Les discussions porteront aussi sur la transparence dans la gestion automatisée, notamment la manière dont les systèmes algorithmiques déterminent la rémunération, attribuent le travail et évaluent la performance. Tout résultat au sein de l’agence de l’ONU, qui promeut les droits internationaux des travailleurs, doit être convenu par les gouvernements, les employeurs et les travailleurs au sein du système de l’OIT.

Des pays divergent sur l’approche réglementaire

Les États-Unis, la Chine, l’Argentine et l’Inde privilégient une approche moins prescriptive, tandis que l’Union européenne, le Brésil et le Mexique soutiennent des protections plus fortes, a déclaré Lena Simet, conseillère principale pour l’équité économique à Human Rights Watch. Les négociations devraient être difficiles, et certains membres pourraient tenter d’atténuer le libellé.

Des groupes de défense des droits et des employeurs exposent des priorités concurrentes

Des groupes de défense des droits et des syndicats affirment que la classification fréquente des travailleurs comme travailleurs indépendants permet aux entreprises d’esquiver les exigences de salaire minimum ainsi que des obligations comme la couverture santé, le congé maladie et les contributions à la sécurité sociale. « Il y a un sérieux problème de transparence et de responsabilité concernant la façon dont les algorithmes sont utilisés pour déterminer la rémunération et la performance », a déclaré Simet.

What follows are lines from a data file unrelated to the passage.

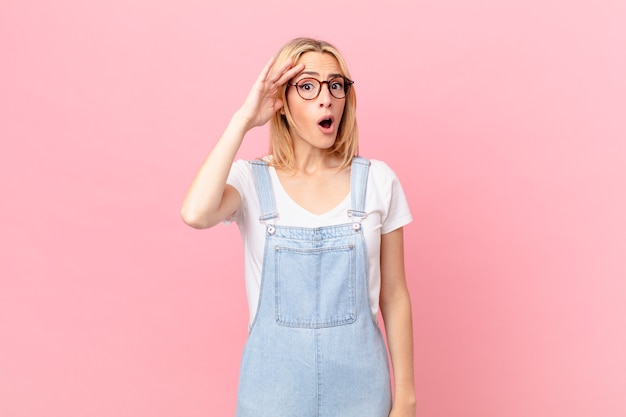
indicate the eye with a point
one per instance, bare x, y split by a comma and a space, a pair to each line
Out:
336, 84
307, 85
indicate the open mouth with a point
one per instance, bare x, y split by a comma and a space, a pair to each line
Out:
326, 123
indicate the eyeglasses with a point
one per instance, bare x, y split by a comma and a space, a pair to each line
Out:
309, 88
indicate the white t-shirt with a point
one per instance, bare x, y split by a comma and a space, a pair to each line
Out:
385, 204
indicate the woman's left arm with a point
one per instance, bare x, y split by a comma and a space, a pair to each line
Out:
395, 305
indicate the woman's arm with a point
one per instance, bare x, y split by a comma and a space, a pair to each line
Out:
209, 199
395, 305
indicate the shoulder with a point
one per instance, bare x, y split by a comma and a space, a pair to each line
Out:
380, 171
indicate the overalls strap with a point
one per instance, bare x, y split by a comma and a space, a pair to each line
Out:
358, 187
263, 185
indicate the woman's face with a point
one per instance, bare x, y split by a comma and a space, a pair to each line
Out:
316, 120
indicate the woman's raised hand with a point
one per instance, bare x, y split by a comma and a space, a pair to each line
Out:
262, 101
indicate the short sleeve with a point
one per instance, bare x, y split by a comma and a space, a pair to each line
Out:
397, 213
239, 177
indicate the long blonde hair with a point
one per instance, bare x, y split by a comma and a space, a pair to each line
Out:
281, 143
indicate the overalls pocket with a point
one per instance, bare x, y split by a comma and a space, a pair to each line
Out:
315, 287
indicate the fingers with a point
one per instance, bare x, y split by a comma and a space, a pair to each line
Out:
286, 76
284, 72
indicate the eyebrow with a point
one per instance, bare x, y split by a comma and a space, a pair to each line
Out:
333, 75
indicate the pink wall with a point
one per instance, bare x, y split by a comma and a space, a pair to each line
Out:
504, 120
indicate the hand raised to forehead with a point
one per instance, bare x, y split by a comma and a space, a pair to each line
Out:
262, 101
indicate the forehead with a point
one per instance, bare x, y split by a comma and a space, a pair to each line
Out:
321, 63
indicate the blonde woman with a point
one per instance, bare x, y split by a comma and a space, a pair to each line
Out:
323, 241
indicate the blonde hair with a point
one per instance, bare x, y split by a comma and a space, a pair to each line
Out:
281, 144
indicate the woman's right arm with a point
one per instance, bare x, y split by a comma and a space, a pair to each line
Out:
209, 199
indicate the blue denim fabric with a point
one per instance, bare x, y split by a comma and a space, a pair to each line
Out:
314, 349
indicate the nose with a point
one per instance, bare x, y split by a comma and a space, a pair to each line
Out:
325, 99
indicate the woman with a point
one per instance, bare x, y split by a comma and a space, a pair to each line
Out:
323, 241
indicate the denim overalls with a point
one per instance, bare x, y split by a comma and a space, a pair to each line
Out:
314, 349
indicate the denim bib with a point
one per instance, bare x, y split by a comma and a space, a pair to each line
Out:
313, 349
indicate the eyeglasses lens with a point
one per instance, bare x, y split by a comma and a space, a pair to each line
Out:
309, 88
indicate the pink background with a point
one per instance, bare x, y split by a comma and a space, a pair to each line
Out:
505, 120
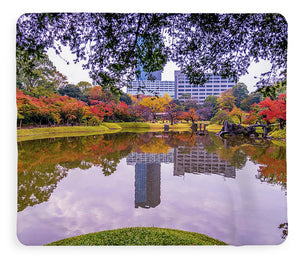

L’Organisation internationale des employeurs, qui représente environ 50 millions d’entreprises dans le monde, a déclaré que tout cadre devrait rester flexible, permettant aux pays d’adapter les règles aux circonstances nationales. La société d’application de réservation de voitures avec chauffeur Uber a fait écho à cette position. « Elle devrait permettre aux pays d’offrir des protections significatives tout en préservant la flexibilité, le choix et l’indépendance que de nombreux travailleurs apprécient », a déclaré un porte-parole d’Uber.

La Confédération syndicale internationale, la principale organisation mondiale représentant les travailleurs, appelle à une convention forte et contraignante. « L’innovation technologique ne peut pas servir d’excuse pour affaiblir les droits démocratiques du travail », a déclaré son secrétaire général Luc Triangle à Reuters.

FAQ

De quoi l’OIT discute-t-elle le 1er juin ?

L’Organisation internationale du travail entame lundi 1er juin sa dernière série de discussions, portant sur les premières normes d’emploi contraignantes pour les plateformes proposant des services de réservation de voitures avec chauffeur, de livraison de repas et de commerce électronique. Les discussions portent sur la question de savoir si le salaire minimum et les avantages doivent s’appliquer à tous les travailleurs des plateformes ou dépendre du statut d’emploi, et couvriront également la transparence dans les systèmes de gestion algorithmique.

Quels pays soutiennent des protections plus fortes pour les travailleurs de l’économie de plateforme ?

L’Union européenne, le Brésil et le Mexique soutiennent des protections plus fortes pour les travailleurs des plateformes, tandis que les États-Unis, la Chine, l’Argentine et l’Inde privilégient une approche moins prescriptive, selon Lena Simet, conseillère principale pour l’équité économique à Human Rights Watch.